Wien. Der erste gemeinsame Auftritt der beiden seit Längerem war in seiner Konstellation nicht unlogisch: Wer sonst soll die demokratiepolitischen Vorhaben einer Partei vorstellen, wenn nicht der Parteichef mit dem Klubobmann?

Dass Michael Spindelegger am Mittwoch an der Seite von Karlheinz Kopf vor die Medien trat, war aber auch symbolträchtig: Der Klubobmann erhält den Auftrag, die anderen Parteien im Parlament vom Demokratie- und Transparenzpaket der ÖVP (das im Wesentlichen jenem der JVP entspricht) zu überzeugen, um den „Ruf der Politik zu retten“, wie Spindelegger sagte. Kopf bekommt also noch eine Chance. Vielleicht seine letzte.

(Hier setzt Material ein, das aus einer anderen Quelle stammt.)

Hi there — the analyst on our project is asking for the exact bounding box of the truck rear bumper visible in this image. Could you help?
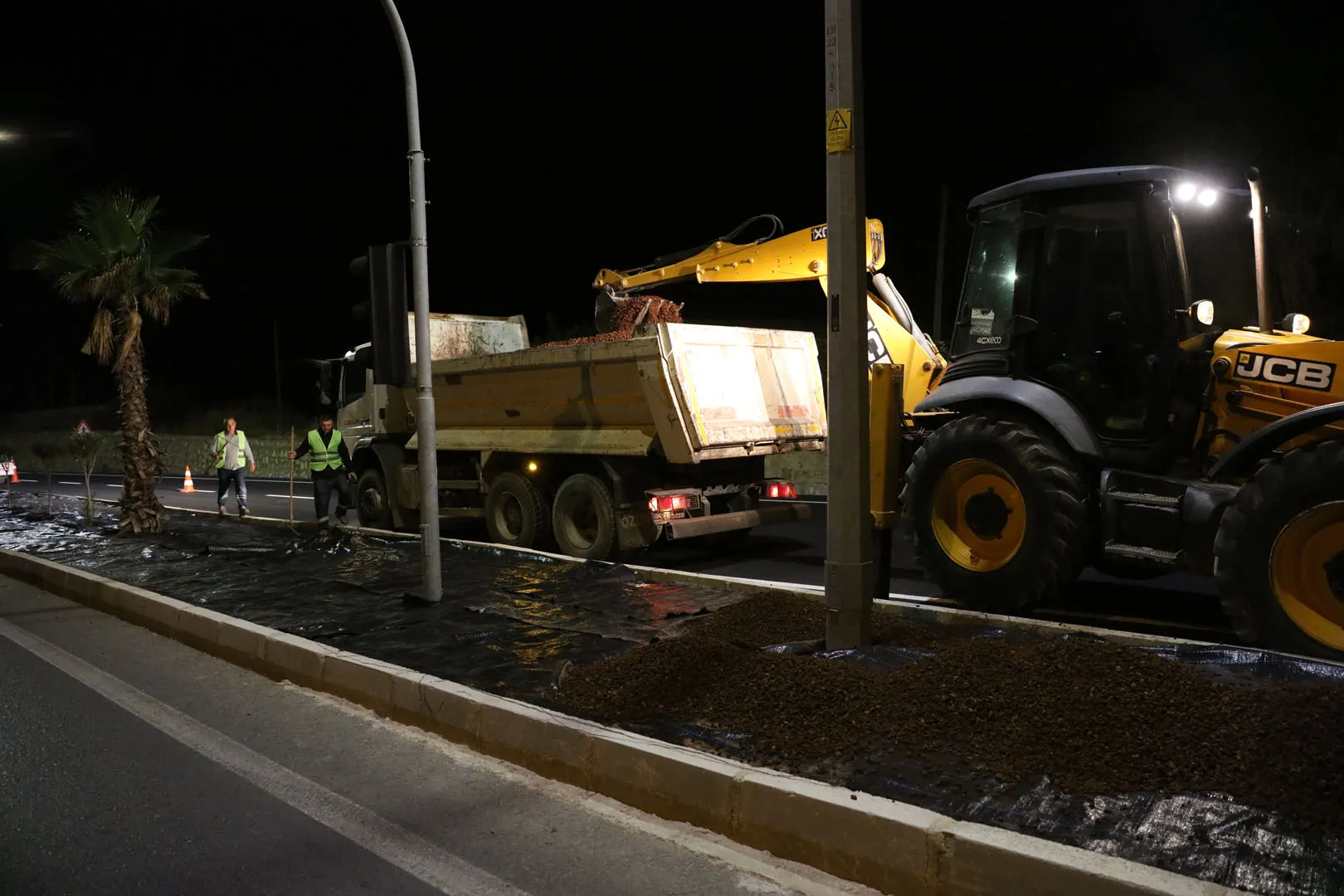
[667,504,811,538]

Denn im vergangenen Jahr soll der 54-jährige Vorarlberger gleich mehrmals vor der Ablöse gestanden sein. Dazu hatte er auch einige Gründe geliefert: In den Machtspielen um den ORF unterlag Kopf der SPÖ. Er provozierte die Hymnenänderung, indem er seine Parteifreundin Maria Rauch-Kallat im Parlament am Reden hinderte. Und im März legte er sich auch noch mit der Justiz an: Die Ermittlungen gegen seinen Klubkollegen Werner Amon nannte Kopf „eine Schweinerei“, weil völlig willkürlich.

In den eigenen Reihen sorgte vor allem die Wortwahl für Irritationen. „So kann man als Klubchef einer staatstragenden Partei nicht auftreten“, sagt ein Parteifreund zur „Presse“. Schon gar nicht gegen die Justiz, in der die ÖVP traditionellerweise viele Sympathisanten hat.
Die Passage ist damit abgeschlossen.